Madame Tussauds Washington D C
Madame Tussauds Washington DC is a wax museum in Washington DC, USA, that pays tribute to some of the most influential and important figures in America.
History and Foundation
Anna Maria Grosholtz (or Marie Tussaud) was born in Strasbourg, France in 1761. Her mother worked for Dr. Philippe Curtius in Bern, Switzerland, as a housekeeper. Dr. Curtius was a physician skilled in wax modeling. He was the one who taught Tussaud the art of wax modeling. Upon the doctor’s death in 1794, Tussaud inherited his vast collection of wax models. She spent the next thirty three years travelling around Europe.
She married François Tussaud in 1795, which consequently led to the new name of the show: Madame Tussaud's.
In 1802, she took her exhibit to London, leaving behind her husband. She was unable to return to France due to the Franco-British war, so she travelled throughout Great Britain and Ireland exhibiting her collection.
From 1831, she took a series of short leases on the "Baker Street Bazaar". By 1835, Marie had settled down in Baker Street, London, and opened a museum.
On April 16, 1850, at eighty eight years old, she died in her sleep in London. Her grandsons moved the attraction, Madame Tussauds, to its present site in Marylebone Road in 1884.
Due to its popularity, it has branched off to other countries. Las Vegas, Nevada was the site of the first branch of Madame Tussauds in the United States. This branch opened in 2000.
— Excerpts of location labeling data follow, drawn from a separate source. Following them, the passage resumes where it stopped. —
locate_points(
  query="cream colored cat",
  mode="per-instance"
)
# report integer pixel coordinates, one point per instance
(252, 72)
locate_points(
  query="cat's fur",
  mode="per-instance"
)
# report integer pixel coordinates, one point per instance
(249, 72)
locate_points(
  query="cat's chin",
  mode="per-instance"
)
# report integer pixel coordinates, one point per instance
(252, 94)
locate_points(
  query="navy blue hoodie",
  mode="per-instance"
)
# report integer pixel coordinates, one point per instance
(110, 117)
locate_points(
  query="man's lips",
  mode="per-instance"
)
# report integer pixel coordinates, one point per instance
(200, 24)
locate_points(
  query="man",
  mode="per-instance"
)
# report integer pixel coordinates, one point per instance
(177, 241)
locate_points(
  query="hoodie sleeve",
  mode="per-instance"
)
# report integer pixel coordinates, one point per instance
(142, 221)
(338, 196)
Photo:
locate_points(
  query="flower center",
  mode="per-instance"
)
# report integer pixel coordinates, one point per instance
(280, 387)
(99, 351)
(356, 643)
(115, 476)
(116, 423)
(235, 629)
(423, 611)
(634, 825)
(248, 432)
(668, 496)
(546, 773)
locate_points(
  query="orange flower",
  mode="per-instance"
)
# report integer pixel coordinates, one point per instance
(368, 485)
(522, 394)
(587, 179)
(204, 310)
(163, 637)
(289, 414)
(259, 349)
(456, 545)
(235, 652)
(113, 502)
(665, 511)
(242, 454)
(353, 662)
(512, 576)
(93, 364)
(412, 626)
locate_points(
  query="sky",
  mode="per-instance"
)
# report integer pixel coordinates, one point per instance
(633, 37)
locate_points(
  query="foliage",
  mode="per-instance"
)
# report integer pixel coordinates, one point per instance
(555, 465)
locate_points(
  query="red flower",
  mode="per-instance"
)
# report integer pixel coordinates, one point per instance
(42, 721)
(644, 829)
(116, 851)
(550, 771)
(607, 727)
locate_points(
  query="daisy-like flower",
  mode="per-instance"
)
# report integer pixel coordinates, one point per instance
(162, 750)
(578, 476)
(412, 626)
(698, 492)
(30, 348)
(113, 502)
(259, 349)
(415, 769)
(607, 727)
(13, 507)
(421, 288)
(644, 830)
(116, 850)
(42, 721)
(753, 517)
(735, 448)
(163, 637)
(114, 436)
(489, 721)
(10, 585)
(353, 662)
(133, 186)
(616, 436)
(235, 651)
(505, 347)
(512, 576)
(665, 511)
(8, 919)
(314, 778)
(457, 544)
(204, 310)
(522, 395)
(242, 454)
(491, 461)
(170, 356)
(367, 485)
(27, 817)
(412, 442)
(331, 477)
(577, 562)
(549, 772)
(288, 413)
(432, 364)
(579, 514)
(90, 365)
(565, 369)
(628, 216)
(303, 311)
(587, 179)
Departments and Collections
Madame Tussauds is famous for recreating famous people and celebrities in wax. There are various collections or attractions classified into the following categories:
- Founding Fathers provides an in depth view of the great men whose actions shaped America, such as Robert E. Lee, Benjamin Franklin and George Washington.
- To reminisce about the time when jazz was at its peak, Music zone provides certain wax figures prominent during those days—Ella Fitzgerald, Duke Ellington and Marvin Gaye.
- Visitors can witness history again in the Conflict room, where important figures in World War Two can be seen and heard. Learn how freedom was fought and attained in Civil rights, and hear the renowned “I Have a Dream” speech of Civil Rights icon Martin Luther King.
- For a taste of political scandals, visitors should head on to the Scandal collection. To get a feel of how it is to become the most powerful and influential person, the Presidents collection provides the backdrop for this experience.
- Learn how wax sculpting is done in addition to knowing the history of Tussauds in Behind the Scenes. Visitors who would like to mingle with Hollywood’s stars should proceed to the Glamour room, where wax figures of Angelina Jolie, George Clooney, and Denzel Washington can be seen.
- Sports enthusiasts who would like to rub shoulders with prominent athletes would appreciate the Sports center collection, which features life like replicas of famous sports personalities such as Tiger Woods and Evander Holyfield.
The museum’s most notable exhibit is the brand new Presidents Gallery. Through this exhibit, visitors can learn and appreciate America’s rich history through its leaders.
The Presidents Gallery was created in accordance with the US Department of National Social Studies Standards and the National Council for the Social Civil Rights Movement Studies Standards.